After they rule out a neck fracture, they remove the brace. And I see my son’s face. His skin is waxy gray from the shock, there’s dried blood caked around both nostrils, his lips are pale and cracked.

But I don’t just see Aaron with my eyes . . . I see him in my mind too. So many versions of him all at once. I see him the night he was born, the night he made me a dad, when I held him for the very first time—his tiny lips and perfect fingers—his face scrunched and his lungs strong and his little limbs flailing with indignity.

I see him when he was three—his hair was blond—and he fell off the swing in the backyard. And he ran to me with his knee bleeding, crying these big, heartbreaking tears. And I scooped him up in my arms, and I hugged him and kissed his face and promised that I could make it better.

I see him when he learned to swim, when I taught him to throw a football, when he graduated eighth grade, the day he got his driver’s license.

And I’m so proud. So grateful that I get to be the dad of this amazing, beautiful boy. A boy who needs me right now . . . more than he’s ever needed me before.

I crouch down low beside his head, keeping out of the way as they evaluate him. I lean my face right next to his, so he can see me, hear me. The activity and voices going on around us fade away, and it’s just me and Aaron here together.

“Dad?”

“Yeah, buddy, it’s me. I’m right here.”

I stroke my thumb back and forth across his forehead—because it’s the only part of him I know I can touch without hurting him.

“I’m sorry about the car,” he rasps.

My throat is hot, and my vision blurs and I have to blink to clear it.
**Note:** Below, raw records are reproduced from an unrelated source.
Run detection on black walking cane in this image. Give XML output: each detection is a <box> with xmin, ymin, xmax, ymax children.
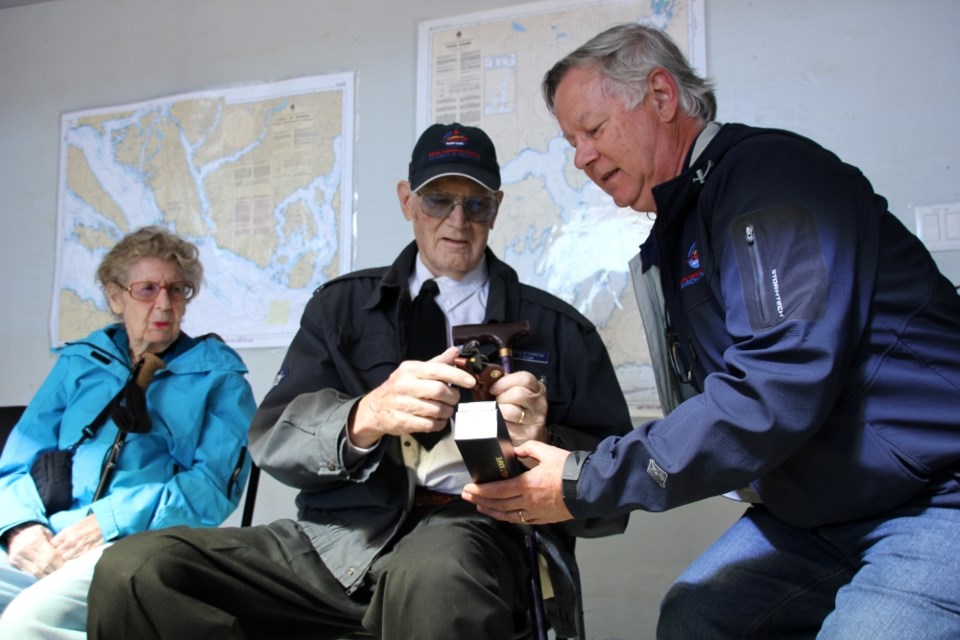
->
<box><xmin>453</xmin><ymin>321</ymin><xmax>548</xmax><ymax>640</ymax></box>
<box><xmin>93</xmin><ymin>352</ymin><xmax>166</xmax><ymax>501</ymax></box>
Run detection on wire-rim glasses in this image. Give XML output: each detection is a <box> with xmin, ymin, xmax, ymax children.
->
<box><xmin>118</xmin><ymin>280</ymin><xmax>195</xmax><ymax>302</ymax></box>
“I don’t care about the car, Aaron.”

He struggles to drag in a breath—jagged and shallow. Somewhere in my brain a voice whispers, possible pneumothorax. A collapsed lung.

“I’m sorry I’ve been a dick—”

I shake my head.

“No, you haven’t been. You’re a good boy. A good son. I’m so lucky.”
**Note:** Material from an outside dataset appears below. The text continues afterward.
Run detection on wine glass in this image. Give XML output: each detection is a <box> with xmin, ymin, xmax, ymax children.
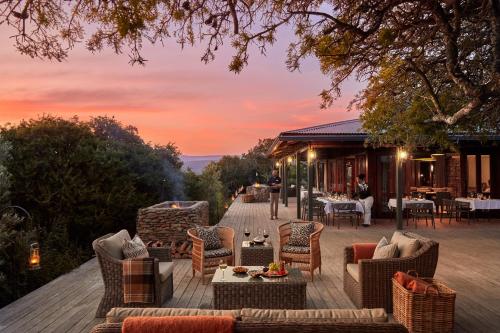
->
<box><xmin>244</xmin><ymin>228</ymin><xmax>250</xmax><ymax>240</ymax></box>
<box><xmin>219</xmin><ymin>259</ymin><xmax>228</xmax><ymax>281</ymax></box>
<box><xmin>263</xmin><ymin>229</ymin><xmax>269</xmax><ymax>244</ymax></box>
“Tell Brayden and Spencer I’m sorry I ragged on them so much.”

I brush his hair back gently.

“I will. You can tell them yourself. As soon as you’re feeling better.”

Tears swell in his eyes and his voice hitches.
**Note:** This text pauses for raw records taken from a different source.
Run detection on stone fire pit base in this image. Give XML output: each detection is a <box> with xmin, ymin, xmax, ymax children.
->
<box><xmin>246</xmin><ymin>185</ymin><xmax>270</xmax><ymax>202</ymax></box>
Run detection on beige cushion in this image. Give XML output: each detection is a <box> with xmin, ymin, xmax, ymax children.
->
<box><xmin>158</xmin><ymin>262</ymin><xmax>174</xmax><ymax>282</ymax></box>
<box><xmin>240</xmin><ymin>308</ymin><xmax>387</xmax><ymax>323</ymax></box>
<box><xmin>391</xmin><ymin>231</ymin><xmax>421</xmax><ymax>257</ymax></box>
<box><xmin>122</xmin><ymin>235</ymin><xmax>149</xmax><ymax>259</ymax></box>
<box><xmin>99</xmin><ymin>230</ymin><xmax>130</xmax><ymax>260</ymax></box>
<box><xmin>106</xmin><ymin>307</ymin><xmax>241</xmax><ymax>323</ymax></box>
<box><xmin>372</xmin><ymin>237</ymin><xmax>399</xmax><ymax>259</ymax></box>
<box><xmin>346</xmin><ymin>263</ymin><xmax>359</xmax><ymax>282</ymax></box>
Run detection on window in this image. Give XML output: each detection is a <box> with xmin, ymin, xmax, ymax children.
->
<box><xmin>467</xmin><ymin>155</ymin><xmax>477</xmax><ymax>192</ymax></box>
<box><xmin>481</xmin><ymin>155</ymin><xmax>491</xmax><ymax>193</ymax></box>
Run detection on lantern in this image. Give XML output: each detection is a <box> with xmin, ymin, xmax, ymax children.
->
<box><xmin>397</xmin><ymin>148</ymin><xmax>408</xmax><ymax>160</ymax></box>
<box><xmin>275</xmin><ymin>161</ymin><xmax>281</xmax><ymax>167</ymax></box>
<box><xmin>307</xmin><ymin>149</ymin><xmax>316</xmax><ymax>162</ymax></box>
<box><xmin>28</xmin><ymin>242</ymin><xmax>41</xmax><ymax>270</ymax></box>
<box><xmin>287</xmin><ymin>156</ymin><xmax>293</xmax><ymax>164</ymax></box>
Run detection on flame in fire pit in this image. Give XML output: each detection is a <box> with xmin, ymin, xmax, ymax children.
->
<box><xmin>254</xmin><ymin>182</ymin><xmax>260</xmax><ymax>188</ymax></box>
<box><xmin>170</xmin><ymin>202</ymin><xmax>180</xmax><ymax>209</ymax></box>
“Tell Mom I don’t hate her, okay? Not even a little.”

And it’s like my heart tears open, bleeding out. Because I’m so fucking sorry. For every harsh word he had to hear, every second of confusion or heartache he felt.

It never should’ve been like that.

“She knows that, Aaron. But I’ll tell her.”

He closes his eyes for a moment.

But then he looks up at me, his face crumpling.

“I don’t want to die.”

“No—no, Aaron, that’s not gonna happen.” I rub at the tears trekking down my face. “I’m right here. I’m with you. I will never let that happen.”

It’s crazy sometimes . . . the lies we tell our kids . . . the lies we tell ourselves. Santa Claus and the Tooth Fairy and I’m going to keep you safe.

I think about Ms. Allen and the way her knees gave out, the sounds she made when she realized her little boy was gone. She would’ve done anything to bring him back. Ripped her own heart out, given up her lungs, she would’ve traded places with him in a second if it meant he would be okay again.

But sometimes . . . there’s just nothing anyone can do. Nothing.

And I hate that I fucking know that. I wish I didn’t. I wish I knew anything except that.

But Aaron doesn’t know it and that’s how it’s going to stay.

I wipe his tears away gently, and my voice is calm and soothing, like when I used to read him a story before bedtime.

“You’re going to be just fine, buddy. They’re going to bring you upstairs and you’re going to go to sleep and they’re going to fix you right up. And when you wake up, nothing’s going to hurt anymore . . . and I’m going to be right there. I’ll be right there with you, holding your hand, I promise.”

His features smooth out as he takes another breath.